BincangSyariah.Com – Di antara kewajiban yang sering kali dilalaikan adalah berdakwah mengajak umat ke arah yang lebih baik dalam pandangan agama. Kewajiban ini telah difirmankan oleh Allah SWT:

وَلْتَكُنْ مِنْكُمْ أُمَّةٌ يَدْعُونَ إِلَى الْخَيْرِ وَيَأْمُرُونَ بِالْمَعْرُوفِ وَيَنْهَوْنَ عَنِ الْمُنْكَرِ وَأُولئِكَ هُمُ الْمُفْلِحُونَ

“Dan hendaklah diantara kalian terdapat umat yang menyeru kepada kebajikan, memerintahkan kepada hal yang baik dan mencegah dari kemungkaran. Merekalah orang-orang yang beruntung“ (QS. Ali Imran; 104).

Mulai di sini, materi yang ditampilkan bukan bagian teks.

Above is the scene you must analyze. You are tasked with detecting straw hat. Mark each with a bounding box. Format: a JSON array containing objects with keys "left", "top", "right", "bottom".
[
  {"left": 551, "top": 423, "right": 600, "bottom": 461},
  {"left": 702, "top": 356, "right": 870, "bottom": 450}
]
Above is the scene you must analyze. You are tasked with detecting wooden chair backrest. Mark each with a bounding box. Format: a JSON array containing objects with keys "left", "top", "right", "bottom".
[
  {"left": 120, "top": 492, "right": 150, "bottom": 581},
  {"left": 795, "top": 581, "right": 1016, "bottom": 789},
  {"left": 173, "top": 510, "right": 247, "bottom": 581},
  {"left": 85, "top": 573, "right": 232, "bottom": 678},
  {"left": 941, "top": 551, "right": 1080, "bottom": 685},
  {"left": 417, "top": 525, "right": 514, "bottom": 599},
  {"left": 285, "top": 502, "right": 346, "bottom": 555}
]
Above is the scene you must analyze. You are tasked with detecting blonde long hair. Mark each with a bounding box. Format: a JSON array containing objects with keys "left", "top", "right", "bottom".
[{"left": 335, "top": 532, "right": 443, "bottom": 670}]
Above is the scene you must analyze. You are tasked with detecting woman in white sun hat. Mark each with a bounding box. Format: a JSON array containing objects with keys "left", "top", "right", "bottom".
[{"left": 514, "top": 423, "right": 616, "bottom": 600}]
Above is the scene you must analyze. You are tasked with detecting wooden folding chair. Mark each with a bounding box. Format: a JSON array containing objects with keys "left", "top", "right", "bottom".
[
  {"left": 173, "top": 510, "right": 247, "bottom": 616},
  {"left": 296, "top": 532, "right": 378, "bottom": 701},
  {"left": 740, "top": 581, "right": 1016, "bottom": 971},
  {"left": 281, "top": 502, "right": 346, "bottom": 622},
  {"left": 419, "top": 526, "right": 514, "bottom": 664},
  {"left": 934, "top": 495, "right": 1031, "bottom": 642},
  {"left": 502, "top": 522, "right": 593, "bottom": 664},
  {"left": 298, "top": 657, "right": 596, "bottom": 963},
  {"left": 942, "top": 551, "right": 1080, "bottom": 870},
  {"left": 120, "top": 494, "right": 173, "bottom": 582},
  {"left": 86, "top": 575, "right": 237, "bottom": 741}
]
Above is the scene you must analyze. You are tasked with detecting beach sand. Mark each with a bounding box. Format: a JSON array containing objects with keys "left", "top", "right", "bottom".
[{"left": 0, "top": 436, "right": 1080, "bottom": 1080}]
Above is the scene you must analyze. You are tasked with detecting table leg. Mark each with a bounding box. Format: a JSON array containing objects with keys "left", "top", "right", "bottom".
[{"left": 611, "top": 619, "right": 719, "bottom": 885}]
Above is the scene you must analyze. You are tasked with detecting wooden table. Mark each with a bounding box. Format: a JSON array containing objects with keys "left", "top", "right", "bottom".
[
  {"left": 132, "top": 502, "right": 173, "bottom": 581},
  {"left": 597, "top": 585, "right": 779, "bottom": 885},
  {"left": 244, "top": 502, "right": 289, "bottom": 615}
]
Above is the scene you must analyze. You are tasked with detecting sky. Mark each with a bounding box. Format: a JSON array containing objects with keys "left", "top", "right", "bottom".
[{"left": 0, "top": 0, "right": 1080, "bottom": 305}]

Di era  sekarang  menyebarkan  syari’at  islam  sebagai bentuk dakwah sangatlah  mudah, salah satunya  dengan menyebarkan video lewat Youtube atau media sosial lainnya. Penyebaran, menonton serta me-like video atau konten tulisan yang digunakan sebagai sarana dakwah dapat dibenarkan dengan ketentuan sebagai berikut:

Pertama, isi Konten dan tujuannya tidak bertentangan dengan syariat. (Baca: Dai Tak Paham Al-Qur’an dan Hadis, Bolehkah Berdakwah?)

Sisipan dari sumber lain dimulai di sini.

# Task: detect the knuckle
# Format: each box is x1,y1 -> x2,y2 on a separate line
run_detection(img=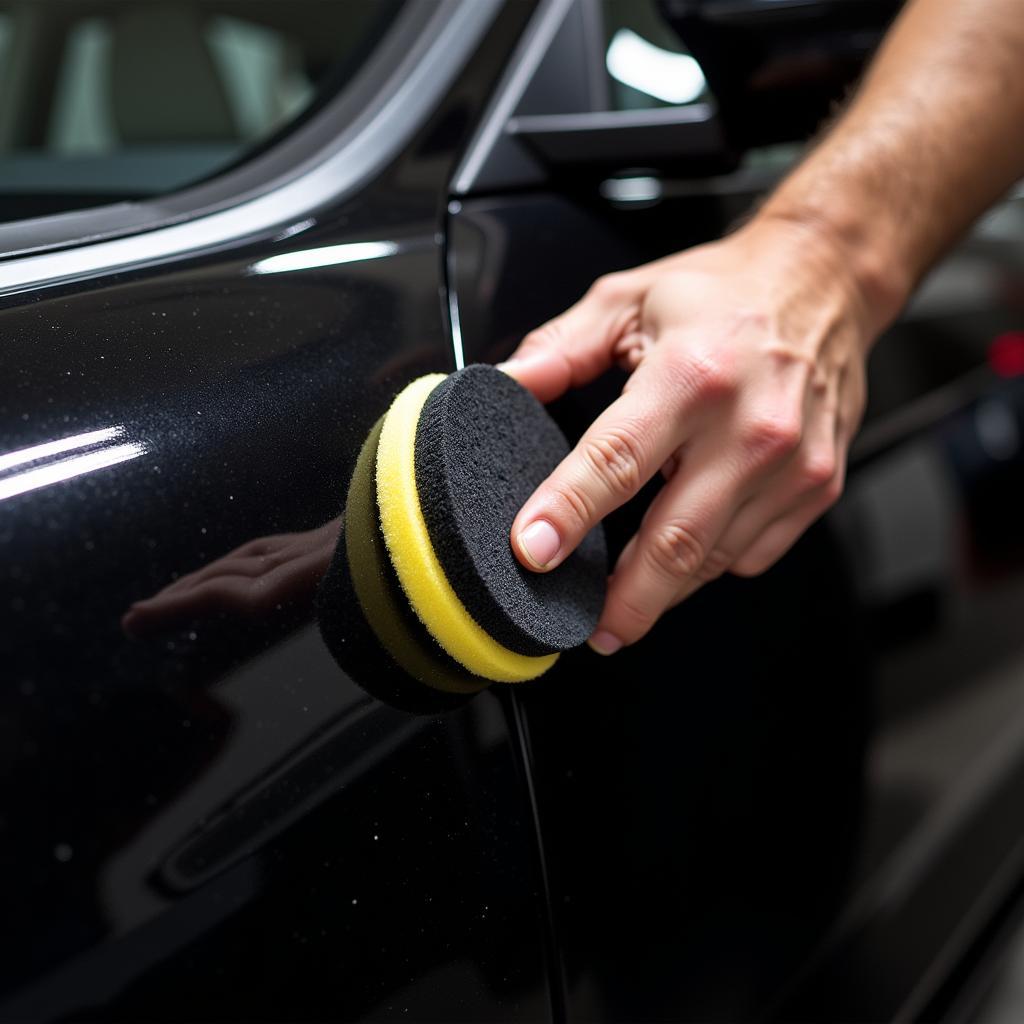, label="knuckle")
645,522 -> 705,580
800,452 -> 836,490
824,473 -> 844,509
608,594 -> 657,643
552,480 -> 597,531
696,548 -> 732,583
674,349 -> 739,401
518,319 -> 562,353
730,555 -> 771,578
581,427 -> 643,498
745,415 -> 803,462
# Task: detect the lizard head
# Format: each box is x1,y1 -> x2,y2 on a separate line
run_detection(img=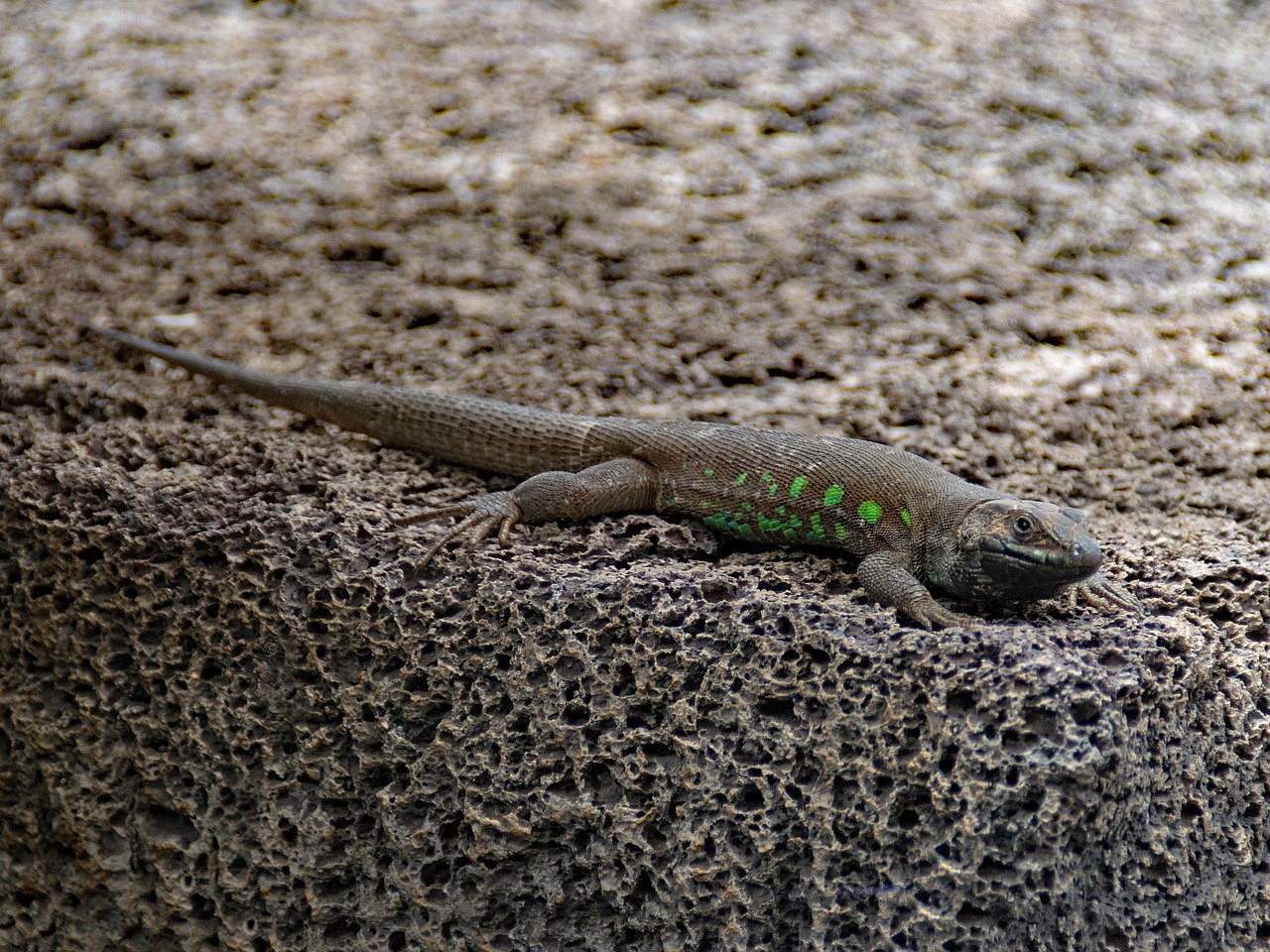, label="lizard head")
944,498 -> 1102,602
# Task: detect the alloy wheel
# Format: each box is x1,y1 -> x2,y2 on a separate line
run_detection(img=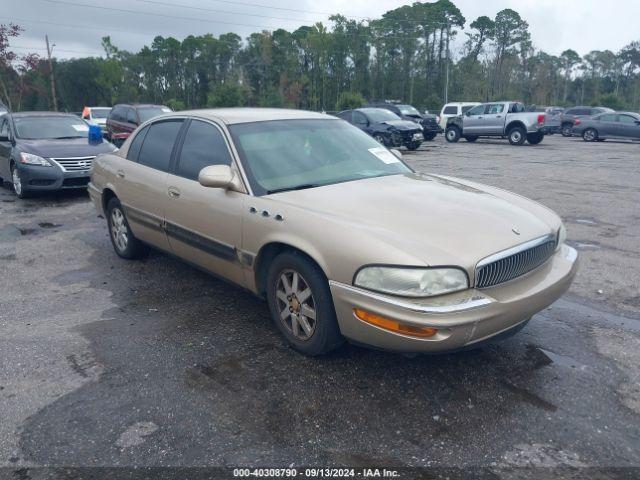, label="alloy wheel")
110,208 -> 129,252
276,269 -> 316,340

Isi dan tujuan tidak bertentangan dengan aturan hukum Islam. Para dai harus berkompeten dan mengetahui secara penuh tentang apa yang akan disampaikan dalam dakwahnya, agar isi yang disampaikan sesuai ajaran Nabi. Dalam al-Mausu’ah al-fiqhiyah al-Kuwaitiyah (juz 20 vol.330) disebutkan:

وَإِنَّمَا يَنْبَغِي أَنْ يَكُونَ الدَّاعِي عَالِمًا بِمَا يَدْعُو إِلَيْه

“Selayaknya seorang dai harus mengetahui penuh tentang hal yang disampaikanya”.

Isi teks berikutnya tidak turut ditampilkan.